# YouTube Video on Faux Finishing using Metallic Foil



## FoilEffects (Dec 19, 2007)

Ok I made this video today so everyone can see what metallic foil is and how to use it. Enjoy the video, had a mishap during the video that is kinda funny since my camera was not injured!

Rob


----------



## nEighter (Nov 14, 2008)

awesome.. :thumbsup: seriously man!


----------



## TooledUp (May 17, 2008)

Great tutorial - Smart looking finish :thumbsup:


----------



## FoilEffects (Dec 19, 2007)

I call the finish SKYBOX, it is a finish that I do in replacement of clouds when people want something different. It even looks crazier when you glaze over it in a white as the metallics in different colors float behind it!

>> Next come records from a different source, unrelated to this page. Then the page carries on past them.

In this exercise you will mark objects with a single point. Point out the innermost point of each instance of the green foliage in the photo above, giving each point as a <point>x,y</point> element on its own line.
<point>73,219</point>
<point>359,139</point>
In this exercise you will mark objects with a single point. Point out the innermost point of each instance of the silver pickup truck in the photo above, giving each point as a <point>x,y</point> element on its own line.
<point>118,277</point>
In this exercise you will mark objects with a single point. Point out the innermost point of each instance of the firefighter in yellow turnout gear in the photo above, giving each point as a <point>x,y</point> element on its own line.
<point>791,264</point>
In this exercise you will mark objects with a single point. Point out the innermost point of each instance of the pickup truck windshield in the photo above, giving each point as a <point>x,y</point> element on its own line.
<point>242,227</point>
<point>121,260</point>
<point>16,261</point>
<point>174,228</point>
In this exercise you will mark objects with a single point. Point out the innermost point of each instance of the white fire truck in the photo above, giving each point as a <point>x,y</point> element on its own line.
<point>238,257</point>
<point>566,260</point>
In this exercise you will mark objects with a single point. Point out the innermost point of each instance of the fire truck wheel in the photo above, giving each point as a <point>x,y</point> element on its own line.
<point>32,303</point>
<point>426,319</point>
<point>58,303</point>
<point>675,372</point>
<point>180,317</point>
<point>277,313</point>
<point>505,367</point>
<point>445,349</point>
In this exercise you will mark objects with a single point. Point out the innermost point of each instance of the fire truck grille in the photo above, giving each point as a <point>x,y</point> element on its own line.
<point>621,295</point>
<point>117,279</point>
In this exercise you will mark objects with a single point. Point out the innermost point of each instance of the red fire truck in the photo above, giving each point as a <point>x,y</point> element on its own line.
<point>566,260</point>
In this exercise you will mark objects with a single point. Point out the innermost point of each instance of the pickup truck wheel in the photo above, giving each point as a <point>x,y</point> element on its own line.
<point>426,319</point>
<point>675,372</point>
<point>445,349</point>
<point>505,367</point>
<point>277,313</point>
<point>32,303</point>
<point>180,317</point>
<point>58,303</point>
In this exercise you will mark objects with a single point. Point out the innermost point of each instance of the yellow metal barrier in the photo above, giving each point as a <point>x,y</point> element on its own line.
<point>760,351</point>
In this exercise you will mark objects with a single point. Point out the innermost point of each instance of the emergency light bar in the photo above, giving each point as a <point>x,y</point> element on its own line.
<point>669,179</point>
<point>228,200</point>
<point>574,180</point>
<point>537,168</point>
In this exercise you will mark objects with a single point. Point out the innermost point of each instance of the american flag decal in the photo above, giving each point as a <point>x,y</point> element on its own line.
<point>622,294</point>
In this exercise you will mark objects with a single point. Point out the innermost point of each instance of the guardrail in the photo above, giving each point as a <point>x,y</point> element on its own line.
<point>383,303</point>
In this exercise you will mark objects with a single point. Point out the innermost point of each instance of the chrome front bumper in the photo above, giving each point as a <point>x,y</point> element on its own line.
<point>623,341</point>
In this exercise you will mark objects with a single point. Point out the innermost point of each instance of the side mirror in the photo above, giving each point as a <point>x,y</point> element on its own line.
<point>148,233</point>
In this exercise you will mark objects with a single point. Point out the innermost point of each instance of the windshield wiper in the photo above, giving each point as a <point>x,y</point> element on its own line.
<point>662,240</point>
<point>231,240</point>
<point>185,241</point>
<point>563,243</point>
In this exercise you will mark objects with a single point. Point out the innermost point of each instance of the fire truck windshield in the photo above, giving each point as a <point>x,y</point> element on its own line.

I will be making some more soon.


----------



## TooledUp (May 17, 2008)

FoilEffects said:


> I call the finish SKYBOX, it is a finish that I do in replacement of clouds when people want something different. It even looks crazier when you glaze over it in a white as the metallics in different colors float behind it!
> 
> I will be making some more soon.



Looking forward to it. I'd like to see more examples/different colors and effects :thumbsup:


----------



## qdslse (Apr 25, 2008)

Rob . . . you never cease to amaze me, all of your creations are gorgeous!
Laurie


----------



## Bender (Aug 10, 2008)

Nice Rob. Good stuff:thumbsup:


----------